I heard some of those folks, after getting on Keys Energy’s grid, had their solar panels removed. I think I heard Brad and Beth Vickrey were the first to do that. I still wonder why they even bought a home on No Name, when they could have bought a home on the grid on Big Pine. I still wonder that about everyone who bought a home on No Name, who wanted Keys Energy power.
It won’t surprise me to wake up one morning and read in the Citizen that Brad and Beth, or somebodies, are proposing a new residential development on No Name to the Monroe County Government. I didn’t need angels to put that idea into my noggin’. But it was angels who brought me all the way from Colorado and put me on No Name Key Bridge in early January 1995, and made a covenant with me that I would be used to try to protect that part of the Keys, since I loved it so much.

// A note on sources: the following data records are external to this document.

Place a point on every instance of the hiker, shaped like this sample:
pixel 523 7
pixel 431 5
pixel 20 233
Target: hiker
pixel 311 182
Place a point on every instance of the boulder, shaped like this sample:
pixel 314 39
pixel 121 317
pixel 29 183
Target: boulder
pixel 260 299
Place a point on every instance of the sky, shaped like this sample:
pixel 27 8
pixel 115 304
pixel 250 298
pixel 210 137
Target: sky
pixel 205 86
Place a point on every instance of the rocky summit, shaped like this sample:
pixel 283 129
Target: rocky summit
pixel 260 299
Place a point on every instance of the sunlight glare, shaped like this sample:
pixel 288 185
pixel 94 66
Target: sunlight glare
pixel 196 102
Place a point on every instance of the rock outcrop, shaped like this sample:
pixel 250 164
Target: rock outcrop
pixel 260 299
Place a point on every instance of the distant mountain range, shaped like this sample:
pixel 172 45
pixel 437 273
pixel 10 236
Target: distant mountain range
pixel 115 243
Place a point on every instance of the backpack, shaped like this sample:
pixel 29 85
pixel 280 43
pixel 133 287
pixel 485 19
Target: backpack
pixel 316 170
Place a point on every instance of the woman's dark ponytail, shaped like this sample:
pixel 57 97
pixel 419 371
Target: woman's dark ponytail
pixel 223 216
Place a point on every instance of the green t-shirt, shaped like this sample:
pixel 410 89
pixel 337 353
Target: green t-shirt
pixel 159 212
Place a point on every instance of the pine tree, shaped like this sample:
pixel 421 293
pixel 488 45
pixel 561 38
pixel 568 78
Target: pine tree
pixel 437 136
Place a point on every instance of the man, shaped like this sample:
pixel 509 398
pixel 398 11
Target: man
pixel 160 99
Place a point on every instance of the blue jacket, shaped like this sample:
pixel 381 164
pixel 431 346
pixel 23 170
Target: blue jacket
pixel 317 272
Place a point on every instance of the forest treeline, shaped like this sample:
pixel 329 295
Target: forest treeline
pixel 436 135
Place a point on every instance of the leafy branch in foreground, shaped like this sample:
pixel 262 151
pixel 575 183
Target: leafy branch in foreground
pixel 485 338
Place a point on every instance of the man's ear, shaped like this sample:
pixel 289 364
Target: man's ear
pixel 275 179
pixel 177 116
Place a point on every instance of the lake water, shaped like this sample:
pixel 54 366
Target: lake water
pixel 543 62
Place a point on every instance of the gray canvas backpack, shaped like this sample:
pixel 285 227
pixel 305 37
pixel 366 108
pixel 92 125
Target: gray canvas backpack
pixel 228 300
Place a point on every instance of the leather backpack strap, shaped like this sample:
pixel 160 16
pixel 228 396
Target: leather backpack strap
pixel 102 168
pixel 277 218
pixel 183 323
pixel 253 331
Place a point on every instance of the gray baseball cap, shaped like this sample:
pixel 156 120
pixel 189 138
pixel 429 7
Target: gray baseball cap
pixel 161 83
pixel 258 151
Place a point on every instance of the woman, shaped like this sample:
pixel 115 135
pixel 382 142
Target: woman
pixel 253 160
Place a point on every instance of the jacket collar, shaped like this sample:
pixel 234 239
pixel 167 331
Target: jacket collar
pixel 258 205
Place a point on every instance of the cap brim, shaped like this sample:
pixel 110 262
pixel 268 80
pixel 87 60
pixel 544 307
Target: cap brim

If people don’t want to vote for someone who says angels steer and correct him, that’s their problem. My problem is doing everything possible to please the angels, having experienced in spades what it’s like when I displease them.
Maybe people only think angels should be talked about in church. Maybe people get afraid when they hear somebody say his life has been commandeered by angels; maybe they fear the same could happen to them. There are stories in the Bible of that happening to people.
Maybe the angels want people to know there is another way to live. Maybe the angels want people to consider that other way because the way people live today is not working, as is seen on TV news reports every day and night.
Maybe the angels want people to consider that angels are not archetypes, nor is Evil, nor is God; that they are just as real, more real, actually, than are people, who basically are projections out of spirit beings and groups into human bodies on his planet, among other places.
The thing about my father’s brother Leo, which most bugged my father, and lots of other people at times, was he called a spade a spade; he didn’t know any other way.